Roger Finnie

No. 61, 60
- Positions: Offensive tackle, Defensive tackle

Personal information
- Born: November 6, 1945 Miami, Florida, U.S.
- Died: August 6, 2012 (aged 66)
- Listed height: 6 ft 3 in (1.91 m)
- Listed weight: 245 lb (111 kg)

Career information
- High school: Miami Senior
- College: Florida A&M (1965-1968)
- NFL draft: 1969: 14th round, 364th overall pick

Career history
- Bridgeport Jets (1969); New York Jets (1969-1972); St. Louis Cardinals (1973–1978); New Orleans Saints (1979);

Career NFL/AFL statistics
- Games played: 121
- Games started: 83
- Fumble recoveries: 4
- Sacks: 1
- Stats at Pro Football Reference

= Roger Finnie =

American football player (born 1945)

Roger Lewis Finnie (November 6, 1945 – August 6, 2012) was an American professional football offensive tackle and defensive tackle who played eleven seasons in the National Football League (NFL). Finnie played college football for Florida A&M University.

Finnie was an All-City team member at Miami Northwestern Senior High School and a key factor in Northwestern's state championship in 1964. At Florida A&M, Finnie garnered All-Southern Intercollegiate Athletic Conference and All-American honors.

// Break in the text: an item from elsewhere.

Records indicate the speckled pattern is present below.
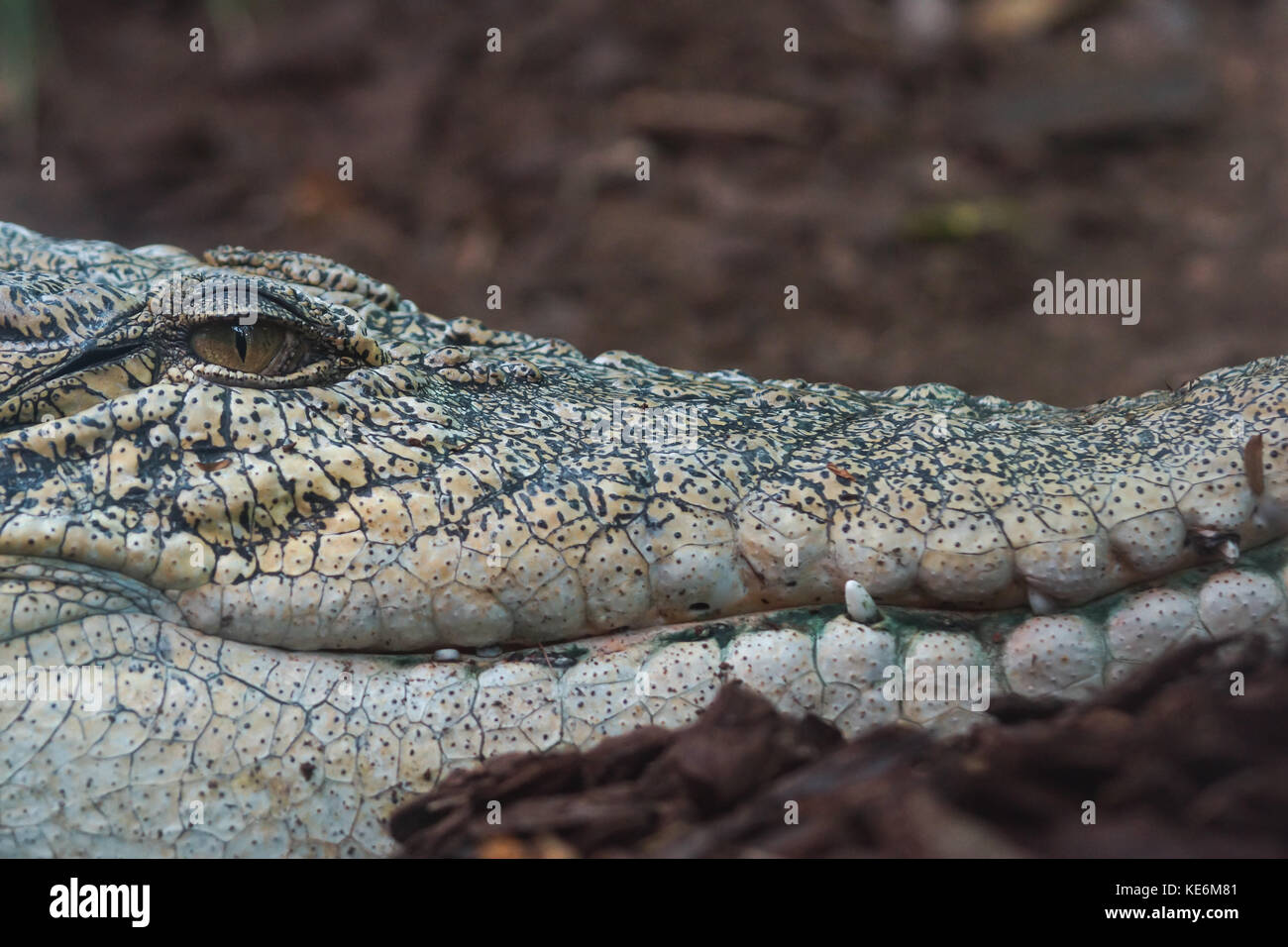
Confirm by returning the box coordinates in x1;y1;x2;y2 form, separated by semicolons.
0;224;1288;856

Finnie was selected by the New York Jets in the 14th round of the 1969 NFL/AFL draft. He began his NFL career as a defensive tackle and also played offensive guard and tight end with the Jets. He was traded to the St. Louis Cardinals in 1973 where he was converted to a full-time offensive tackle. Finnie played left tackle on a record-breaking offensive line that included Pro Football Hall of Fame member Dan Dierdorf, Conrad Dobler, Tom Banks, and Bob Young. That unit led the NFL with the fewest sacks allowed for three years (and the National Football Conference for five years) in the mid-1970s. In 1975, the group set an NFL record, allowing only eight sacks in 14 games. The Cardinals traded Finnie to the New Orleans Saints in 1979 where he was reunited with former teammate Dobler. He retired in 1980.

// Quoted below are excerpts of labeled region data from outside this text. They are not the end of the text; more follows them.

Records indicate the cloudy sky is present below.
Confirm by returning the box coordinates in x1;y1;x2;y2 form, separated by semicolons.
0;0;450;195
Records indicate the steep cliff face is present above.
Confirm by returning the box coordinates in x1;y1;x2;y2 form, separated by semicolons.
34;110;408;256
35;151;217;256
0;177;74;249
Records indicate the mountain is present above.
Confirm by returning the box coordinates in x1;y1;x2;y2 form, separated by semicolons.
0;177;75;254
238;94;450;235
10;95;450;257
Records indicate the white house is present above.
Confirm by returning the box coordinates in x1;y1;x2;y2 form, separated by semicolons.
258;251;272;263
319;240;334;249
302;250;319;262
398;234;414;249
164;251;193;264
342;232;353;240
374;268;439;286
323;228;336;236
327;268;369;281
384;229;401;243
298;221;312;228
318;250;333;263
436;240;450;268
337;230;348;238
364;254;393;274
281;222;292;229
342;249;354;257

After retirement, Finnie resided in Miami and served as a Coordinator for the Summer Youth Employment and Training Program, also working as a Senior and Youth Counselor. He also coordinated the city football league for boys ages 15 and under and was commissioner of the Miami city basketball team. He was inducted into the FAMU Hall of Fame in 1990.

Finnie died in 2012 at the age of 66.